Temizlik işleminden sonra Ali toparlanıp çıktı. Böylece Alinin gidişi ile yine tek başıma kaldım.
Alinin peşinden Turizm bürosuna gidip bilgi almak için dışarı çıktım.
Eski evlerin arasında yeni yapılan bir otel çölde açmış çiçek gibiydi diyeceğim ama bu otelin modern çizgileri mevcut dokuya hiç uymamış.
Burada yaşayanlar arasında hayvancılık oldukça yaygın. Alinin sözünü ettiği haç arkadaki dağın en yüksek yerinde.

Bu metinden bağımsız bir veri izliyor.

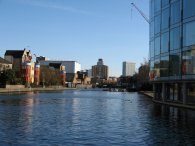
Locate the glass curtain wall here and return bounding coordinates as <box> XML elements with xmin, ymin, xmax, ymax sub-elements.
<box><xmin>170</xmin><ymin>53</ymin><xmax>181</xmax><ymax>77</ymax></box>
<box><xmin>150</xmin><ymin>0</ymin><xmax>195</xmax><ymax>80</ymax></box>
<box><xmin>183</xmin><ymin>0</ymin><xmax>195</xmax><ymax>19</ymax></box>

Turizm bürosundan yürüyüş yollarının işaretlendiği bir harita verdiler. Burada 1 günde yürüyerek yapılabilecek 2 rota var. Bir tanesi 6 saatlik Chaladi Glacier rotası, diğeri 8 saatlik Koruldi Lakes rotası. Görevli her iki rotanında kırmızı beyaz işaretlerle kolayca takip edilebildiğini söyledi. Benim bu gün yürümeye niyetim yok. Gidip çantalarımı yıkamayı düşünüyorum çünkü üzerlerinde kılıf olmasına rağmen tozdan leş gibi olmuşlar. Çantalarımı yıkayıp astığımda saat 13:30 olmuştu. Ani bir kararla yakın olan Chalaadi Glacier'e (buzulu) yürümeye karar verdim. Bürodaki görevli bisiklet ile geldiğimi öğrenince ilk 2 saatlik yolu bisikletle çok çabuk alıp bisikleti bekçi kulübesinin yanına bırakarak kalan 1 ssatlik yolu yürümemi önerdi ama hem bisikleti hırpalamak istemiyorum hemde kıçımı dinlendirmek istiyorum. Sırt çantama su ve ekmek koyup yola çıktım.
Mestia ardımda kaldı.
Nehri takip ederek yürümeye devam ettim.
Mestia hava alanına geldim. Burası dağların arasında küçük bir alan. Tiflisten küçük pervaneli uçakla gelebilirsiniz. Fiyatı 75 Lari.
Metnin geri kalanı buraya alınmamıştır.